Tiger Woods' Putting Will Push Him to 2013 Players Championship Win on Sunday

Matt FitzgeraldCorrespondent IIIMay 12, 2013

PONTE VEDRA BEACH, FL - MAY 11:  Tiger Woods of the USA lines up a putt on the first green during round three of THE PLAYERS Championship at THE PLAYERS Stadium course at TPC Sawgrass on May 11, 2013 in Ponte Vedra Beach, Florida.  (Photo by Sam Greenwood/Getty Images)
Sam Greenwood/Getty Images

The 2013 Players Championship is for the taking for Tiger Woods on Sunday. As brilliantly as he's been putting all year long, there is little reason he shouldn't erase his current two-shot deficit to emerge victorious.

Woods leads the PGA Tour in strokes gained putting this season, which has already driven him to three wins on the year. After two rounds of 67, a weather delay and an off stretch of putting stagnated his progress.

A three-putt at the par-three third hole on Saturday was Woods' first of the week, and it stymied the momentum he generated with a birdie at the previous hole.

That was also the site of the biggest controversy of the tournament thus far. Paired with Sergio Garcia—a player Woods doesn't get along with—TPC Sawgrass' No. 2 fostered a truly unique situation.

As Garcia prepared to shoot for the green in two on the par-five, Woods was deliberating what to do, since he had driven it in a spot of bother about 50 yards left of the fairway. When he decided to pull a fairway metal and take a hack at the putting surface himself, the crowd cheered.

Unfortunately for Garcia, it was in the middle of his backswing. Garcia bogeyed, while Woods birdied. When the Spaniard voiced his displeasure publicly during the weather delay, it led to a spat between the two.

ESPN's Bob Harig logs Garcia's inital statement, followed by Woods' response:

I wouldn't say that [Woods] didn't see that I was ready, but you do have a feel when the other guy is going to hit, and right as I was in the top of my backswing, I think he must have pulled like a 5-wood or a 3-wood and obviously everybody started screaming. So that didn't help very much.

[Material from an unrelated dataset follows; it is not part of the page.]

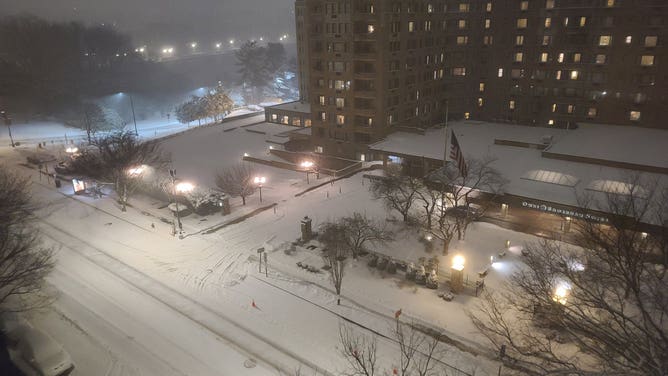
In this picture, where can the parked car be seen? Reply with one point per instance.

Obviously, [Garcia] doesn't know all the facts. The marshals told me he had already hit. I pulled the club and played my shot. Then I hear his comments afterward. Not really surprising that he's complaining about something.


Woods' round fell flat with 12 consecutive pars, but if that doesn't get his competitive juices flowing, it's hard to imagine what else could do it more effectively.

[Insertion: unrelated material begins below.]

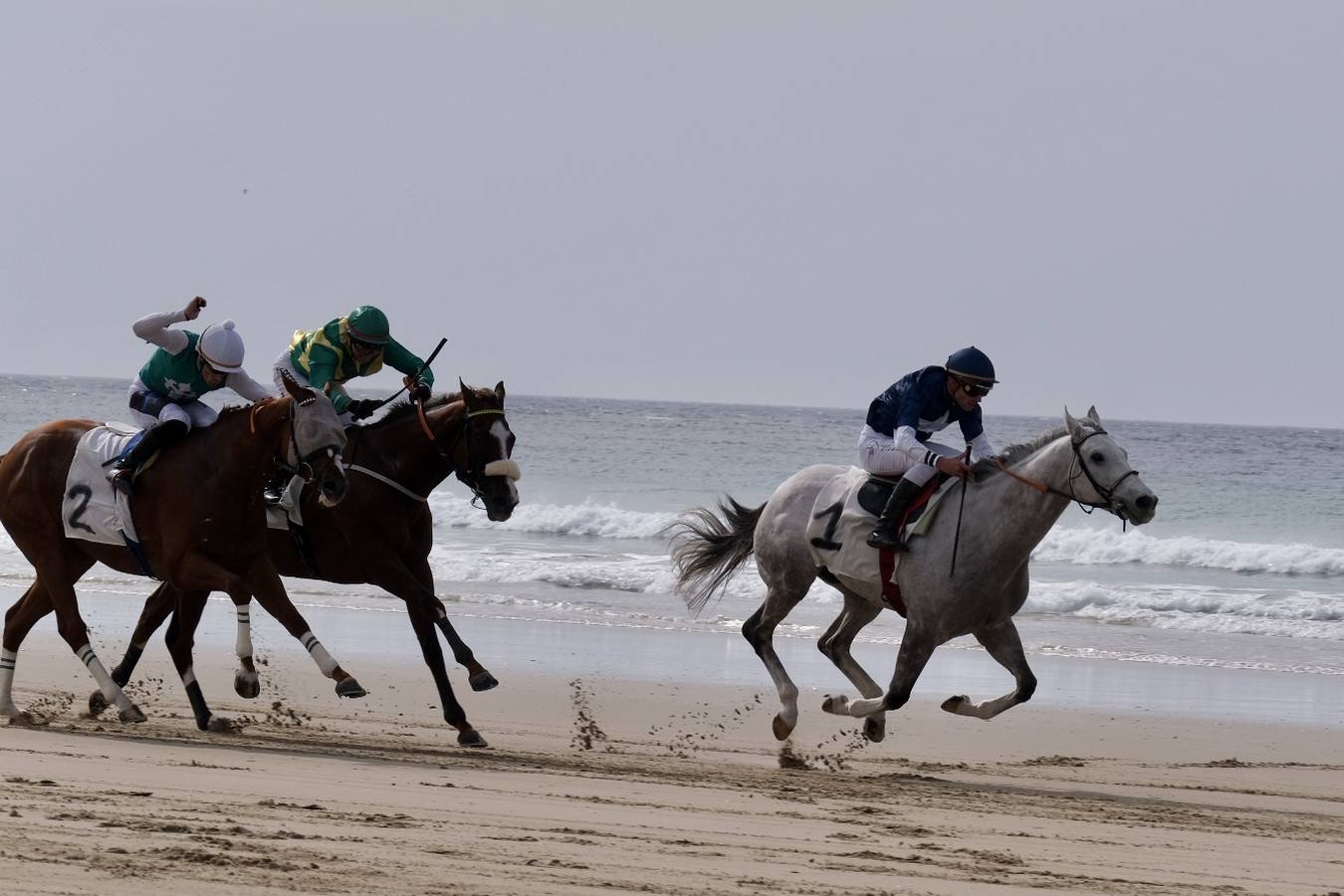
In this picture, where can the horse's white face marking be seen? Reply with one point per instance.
(500, 434)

Plus, Woods has been capitalizing on par-fives extremely well this week so far, as Golf Channel's Jason Sobel highlighted:

With the aforementioned birdie at No. 2, Woods moved to minus-nine, and since he didn't take advantage of the subsequent two, conventional wisdom says he's due for something magnificent to end his third round.

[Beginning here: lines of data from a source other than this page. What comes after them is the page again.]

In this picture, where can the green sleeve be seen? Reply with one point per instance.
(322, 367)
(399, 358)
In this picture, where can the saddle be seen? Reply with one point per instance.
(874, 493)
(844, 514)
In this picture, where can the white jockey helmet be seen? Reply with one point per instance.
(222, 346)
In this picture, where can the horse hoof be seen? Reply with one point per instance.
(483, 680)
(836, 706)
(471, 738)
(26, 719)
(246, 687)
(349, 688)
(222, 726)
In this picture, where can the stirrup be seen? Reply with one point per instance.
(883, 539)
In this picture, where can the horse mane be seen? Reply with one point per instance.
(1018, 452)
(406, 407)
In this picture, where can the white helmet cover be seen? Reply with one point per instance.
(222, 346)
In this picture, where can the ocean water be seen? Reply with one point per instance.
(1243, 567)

The pairing has hit their tee shots on No. 15, and that is where they will resume early Sunday morning. If Woods can get off to a good start—and perhaps possibly find the green in two on the par-five 16th—he could easily apply pressure to current leader David Lingmerth.

At age 25 and coming off of five consecutive missed cuts, there isn't much reason to believe that Lingmerth will hold on, even though The Players consistently produces surprise winners—and has had 19 different champions in the past 19 years.

Considering the form Woods is in with regard to every facet of his game, this would be the time for that trend to be broken.

Winning at a venue where he has just one victory in 15 previous attempts would reaffirm Woods' dominance.

Considering the historically shaky putting of Garcia and fellow joint second-place competitor Henrik Stenson and the inexperience of Lingmerth, conditions seem ideal for Woods to close out his 78th PGA Tour win.

Note: All statistics and information, unless otherwise indicated, are courtesy of PGATour.com.